Insectivorous plants and psychedelic rocks
One of the perks of being in the Corps is getting to find hidden gems and some of the most beautiful views Minnesota has to offer. Last week we were near Grand Marais up on the North Shore, hand pulling invasive/noxious plants. Some of the species we were focusing on included orange and yellow/orange hawkweed, oxeye daisy, and dandelions. We were hand pulling instead of spraying herbicide because we were right on the coast of Lake Superior and did not want runoff or herbicide going into the lake. We also wanted to be sure to not accidentally spray any of the native plant species. Butterwort Cliffs Scientific and Nature Area (SNA) is a site without maintained trails and has a rocky coastline with some concerned species and an interesting geological structure.

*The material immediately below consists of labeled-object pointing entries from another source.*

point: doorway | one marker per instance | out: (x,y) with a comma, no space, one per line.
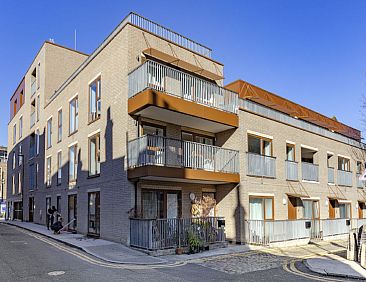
(31,209)
(72,212)
(94,214)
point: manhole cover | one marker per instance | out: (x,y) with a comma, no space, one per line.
(56,273)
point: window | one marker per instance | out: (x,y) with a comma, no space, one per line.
(14,133)
(49,133)
(20,155)
(73,163)
(38,105)
(19,183)
(188,136)
(13,184)
(74,120)
(59,167)
(59,126)
(152,129)
(48,172)
(20,127)
(344,164)
(261,208)
(290,152)
(94,155)
(32,176)
(345,210)
(259,145)
(58,204)
(14,159)
(94,100)
(37,141)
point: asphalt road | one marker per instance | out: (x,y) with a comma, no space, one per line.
(25,257)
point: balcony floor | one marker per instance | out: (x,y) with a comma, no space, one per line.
(188,175)
(160,106)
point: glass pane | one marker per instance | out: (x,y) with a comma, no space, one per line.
(254,145)
(269,206)
(256,209)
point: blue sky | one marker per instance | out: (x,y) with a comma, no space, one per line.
(311,52)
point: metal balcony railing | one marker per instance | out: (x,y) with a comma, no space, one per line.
(259,165)
(344,178)
(331,175)
(162,151)
(310,172)
(360,184)
(168,34)
(180,84)
(292,170)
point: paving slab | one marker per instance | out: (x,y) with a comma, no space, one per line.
(102,249)
(334,265)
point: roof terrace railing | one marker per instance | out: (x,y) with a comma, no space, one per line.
(168,34)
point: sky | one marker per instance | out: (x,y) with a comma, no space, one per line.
(311,52)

On this 43 acre strip you’ll find peregrine falcons nesting on the cliff side. As we looked out at Lake Superior from the cliff, the morning fog made everything misty and all we could hear were the waves crashing into the rocks. It was one of the most beautiful scenes I’ve gotten to see so far this summer. The main interests of this SNA are two unique and rare arctic alpine plants: alpine butterwort and Hudson bay eyebright. Butterwort is an insectivorous plant that has small colonies growing on delicate moss beds. It is a small green plant with sticky leaves which insects land on and get trapped. You will also find thomsonite, which is a rare mineral you’ll see embedded in the cliff side. The thomsonite found in Minnesota has a variety of colors and hues. I found varieties of pink, red, orange, and green spots. The clusters of thomsonite I found were generally smaller than a quarter. If you go to Butterwort Cliffs SNA make sure you do not take anything from the coast! Leave plants, animals, rocks, and other natural elements.